While you are on earth, are you also in heaven (swarga)?

Nisargadatta:
! am nowhere to be found! I am not a thing to be given a place among other things. All things
are in me, but I am not among things. You are telling me about the superstructure while I am
concerned with the foundations. The superstructures rise and fall, but the foundations last. I am not
interested in the transient, while you talk of nothing else.

Questioner:
Forgive me a strange question. If somebody with a razor sharp sword would suddenly severe
your head, what difference would it make to you?

Nisargadatta:
None whatsoever. The body will lose its head, certain lines of communication will be cut, that is
all. Two people talk to each other on the phone and the wire is cut. Nothing happens to the people,
only they must look for some other means of communication. The Bhagavad Gita says: "the sword
does not cut it". It is literally so. It is in the nature of consciousness to survive its vehicles. It is like
fire. It burns up the fuel, but not itself. Just like a fire can outlast a mountain of fuel, so does
consciousness survive innumerable bodies.

Questioner:
The fuel affects the flame.

Nisargadatta:
As long as it lasts. Change the nature of the fuel and the colour and appearance of the flame
will change.
Now we are talking to each other. For this presence is needed; unless we are present, we cannot
talk. But presence by itself is not enough. There must also he the desire to talk.
Above all, we want to remain conscious. We shall bear every suffering and humiliation, but we shall
rather remain conscious. Unless we revolt against this craving for experience and let go the
manifested altogether, there can be no relief. We shall remain trapped.

Questioner:
You say you are the silent witness and also you are beyond consciousness.
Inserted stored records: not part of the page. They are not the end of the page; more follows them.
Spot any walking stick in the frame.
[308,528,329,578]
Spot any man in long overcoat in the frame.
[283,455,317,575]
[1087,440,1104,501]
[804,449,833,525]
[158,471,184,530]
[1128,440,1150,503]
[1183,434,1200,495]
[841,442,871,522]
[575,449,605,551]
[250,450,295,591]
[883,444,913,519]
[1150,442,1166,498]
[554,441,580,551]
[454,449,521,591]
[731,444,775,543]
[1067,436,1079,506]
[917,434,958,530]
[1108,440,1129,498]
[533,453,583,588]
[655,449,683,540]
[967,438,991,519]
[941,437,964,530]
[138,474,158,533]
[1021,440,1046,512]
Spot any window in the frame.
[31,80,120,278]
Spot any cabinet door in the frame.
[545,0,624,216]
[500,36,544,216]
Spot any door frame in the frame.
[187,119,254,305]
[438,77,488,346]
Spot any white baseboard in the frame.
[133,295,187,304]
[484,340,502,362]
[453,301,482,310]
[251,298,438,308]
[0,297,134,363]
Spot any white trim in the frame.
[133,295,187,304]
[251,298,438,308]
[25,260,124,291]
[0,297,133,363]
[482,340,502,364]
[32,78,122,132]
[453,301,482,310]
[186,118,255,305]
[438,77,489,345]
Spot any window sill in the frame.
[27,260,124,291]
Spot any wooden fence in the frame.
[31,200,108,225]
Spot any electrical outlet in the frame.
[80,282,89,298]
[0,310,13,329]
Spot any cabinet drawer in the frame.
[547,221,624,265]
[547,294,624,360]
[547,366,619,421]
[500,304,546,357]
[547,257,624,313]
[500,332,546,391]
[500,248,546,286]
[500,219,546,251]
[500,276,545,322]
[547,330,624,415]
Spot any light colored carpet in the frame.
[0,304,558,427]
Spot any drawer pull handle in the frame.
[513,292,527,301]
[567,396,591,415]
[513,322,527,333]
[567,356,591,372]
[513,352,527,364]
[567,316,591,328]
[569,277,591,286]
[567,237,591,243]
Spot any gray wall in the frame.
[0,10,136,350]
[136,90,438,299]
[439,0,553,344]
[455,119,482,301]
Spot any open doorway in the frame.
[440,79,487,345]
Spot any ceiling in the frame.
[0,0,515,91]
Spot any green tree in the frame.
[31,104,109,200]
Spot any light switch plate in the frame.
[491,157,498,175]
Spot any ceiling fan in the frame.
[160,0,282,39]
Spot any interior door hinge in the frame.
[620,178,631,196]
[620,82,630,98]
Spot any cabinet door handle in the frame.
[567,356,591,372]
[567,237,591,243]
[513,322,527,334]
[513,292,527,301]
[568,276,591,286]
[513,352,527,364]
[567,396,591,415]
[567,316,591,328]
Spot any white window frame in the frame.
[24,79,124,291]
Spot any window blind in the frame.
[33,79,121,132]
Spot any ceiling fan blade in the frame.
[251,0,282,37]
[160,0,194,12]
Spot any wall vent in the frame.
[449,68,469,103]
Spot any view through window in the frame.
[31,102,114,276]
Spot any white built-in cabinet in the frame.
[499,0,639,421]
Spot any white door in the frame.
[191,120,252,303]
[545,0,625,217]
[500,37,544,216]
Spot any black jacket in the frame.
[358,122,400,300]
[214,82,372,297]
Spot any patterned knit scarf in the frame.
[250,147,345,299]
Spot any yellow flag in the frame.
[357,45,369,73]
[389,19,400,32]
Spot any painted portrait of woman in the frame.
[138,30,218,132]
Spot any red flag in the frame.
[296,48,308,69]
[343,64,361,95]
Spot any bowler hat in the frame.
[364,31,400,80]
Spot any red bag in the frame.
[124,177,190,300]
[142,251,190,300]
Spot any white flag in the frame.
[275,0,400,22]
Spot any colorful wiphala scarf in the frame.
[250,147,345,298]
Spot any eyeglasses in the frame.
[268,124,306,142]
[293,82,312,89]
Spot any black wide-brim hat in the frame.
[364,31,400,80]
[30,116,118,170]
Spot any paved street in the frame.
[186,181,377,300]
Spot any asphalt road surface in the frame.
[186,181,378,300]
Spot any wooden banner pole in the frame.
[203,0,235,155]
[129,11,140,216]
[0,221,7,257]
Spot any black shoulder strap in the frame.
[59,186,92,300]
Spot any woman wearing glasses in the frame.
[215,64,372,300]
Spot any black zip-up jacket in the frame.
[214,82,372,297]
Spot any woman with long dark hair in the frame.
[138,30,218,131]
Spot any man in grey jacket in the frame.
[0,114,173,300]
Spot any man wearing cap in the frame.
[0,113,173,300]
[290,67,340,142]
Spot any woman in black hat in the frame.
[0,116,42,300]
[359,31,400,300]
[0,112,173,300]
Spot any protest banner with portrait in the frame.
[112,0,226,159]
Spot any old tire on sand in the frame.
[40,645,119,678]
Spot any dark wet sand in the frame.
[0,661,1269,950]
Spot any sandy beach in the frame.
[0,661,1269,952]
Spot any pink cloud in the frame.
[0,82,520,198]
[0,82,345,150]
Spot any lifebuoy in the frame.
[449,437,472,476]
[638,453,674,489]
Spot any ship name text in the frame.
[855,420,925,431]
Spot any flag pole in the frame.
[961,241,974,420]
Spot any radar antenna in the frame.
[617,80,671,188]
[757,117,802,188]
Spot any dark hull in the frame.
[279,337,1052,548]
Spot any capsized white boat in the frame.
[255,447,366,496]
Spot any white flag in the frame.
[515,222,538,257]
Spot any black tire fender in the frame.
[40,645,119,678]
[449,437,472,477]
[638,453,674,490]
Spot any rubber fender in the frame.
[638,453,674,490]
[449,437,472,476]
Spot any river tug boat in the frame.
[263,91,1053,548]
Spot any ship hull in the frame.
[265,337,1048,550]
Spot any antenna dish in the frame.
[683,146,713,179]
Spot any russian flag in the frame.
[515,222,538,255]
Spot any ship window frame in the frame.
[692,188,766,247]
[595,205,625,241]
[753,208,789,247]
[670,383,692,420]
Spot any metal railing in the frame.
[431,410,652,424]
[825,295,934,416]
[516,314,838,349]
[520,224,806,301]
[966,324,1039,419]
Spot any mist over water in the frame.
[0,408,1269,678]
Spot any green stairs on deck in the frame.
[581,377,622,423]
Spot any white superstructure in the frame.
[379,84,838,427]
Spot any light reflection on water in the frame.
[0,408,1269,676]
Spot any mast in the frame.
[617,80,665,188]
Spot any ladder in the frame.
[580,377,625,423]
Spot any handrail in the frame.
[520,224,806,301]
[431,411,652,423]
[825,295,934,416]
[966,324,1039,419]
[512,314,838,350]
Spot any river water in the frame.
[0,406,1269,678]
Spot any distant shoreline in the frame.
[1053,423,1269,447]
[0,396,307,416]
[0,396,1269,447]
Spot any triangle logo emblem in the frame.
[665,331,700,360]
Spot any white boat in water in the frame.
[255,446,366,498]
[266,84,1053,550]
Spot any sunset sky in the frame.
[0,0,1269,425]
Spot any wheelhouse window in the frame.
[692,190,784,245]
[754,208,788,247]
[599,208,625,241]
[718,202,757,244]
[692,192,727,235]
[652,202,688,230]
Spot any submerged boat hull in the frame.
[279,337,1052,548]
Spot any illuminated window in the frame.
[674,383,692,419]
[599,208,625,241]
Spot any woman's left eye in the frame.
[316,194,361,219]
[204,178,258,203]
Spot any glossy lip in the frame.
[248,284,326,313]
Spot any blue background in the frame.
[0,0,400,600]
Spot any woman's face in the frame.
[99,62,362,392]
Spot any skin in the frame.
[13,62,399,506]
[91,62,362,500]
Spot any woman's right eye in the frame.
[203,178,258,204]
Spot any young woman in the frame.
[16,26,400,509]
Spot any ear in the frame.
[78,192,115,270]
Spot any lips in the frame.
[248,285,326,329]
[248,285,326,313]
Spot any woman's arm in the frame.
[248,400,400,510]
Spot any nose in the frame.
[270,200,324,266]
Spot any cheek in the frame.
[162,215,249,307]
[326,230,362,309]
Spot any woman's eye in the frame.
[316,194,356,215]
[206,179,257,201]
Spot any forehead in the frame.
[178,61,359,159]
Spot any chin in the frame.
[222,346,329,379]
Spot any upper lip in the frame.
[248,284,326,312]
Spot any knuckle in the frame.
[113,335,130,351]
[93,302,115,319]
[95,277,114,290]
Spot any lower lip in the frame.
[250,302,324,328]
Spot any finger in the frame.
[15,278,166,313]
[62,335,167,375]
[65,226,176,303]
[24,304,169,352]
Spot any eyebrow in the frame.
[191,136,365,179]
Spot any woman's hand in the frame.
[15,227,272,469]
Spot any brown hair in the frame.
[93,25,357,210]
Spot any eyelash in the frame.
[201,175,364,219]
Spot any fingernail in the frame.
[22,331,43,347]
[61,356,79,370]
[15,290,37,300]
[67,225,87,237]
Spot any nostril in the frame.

Is there no
contradiction in it? If you are beyond consciousness, what are you witnessing to?

Nisargadatta:
I am conscious and unconscious, both conscious and unconscious, neither conscious nor
unconscious -- to all this I am witness -- but really there is no witness, because there is nothing to
be a witness to. I am perfectly empty of all mental formations, void of mind -- yet fully aware. This I
try to express my saying that I am beyond the mind.

Questioner:
How can I reach you then?

Nisargadatta:
Be aware of being conscious and seek the source of consciousness. That is all. Very little can
be conveyed in words. It is the doing as I tell you that will bring light, not my telling you. The means
do not matter much; it is the desire, the urge, the earnestness that count.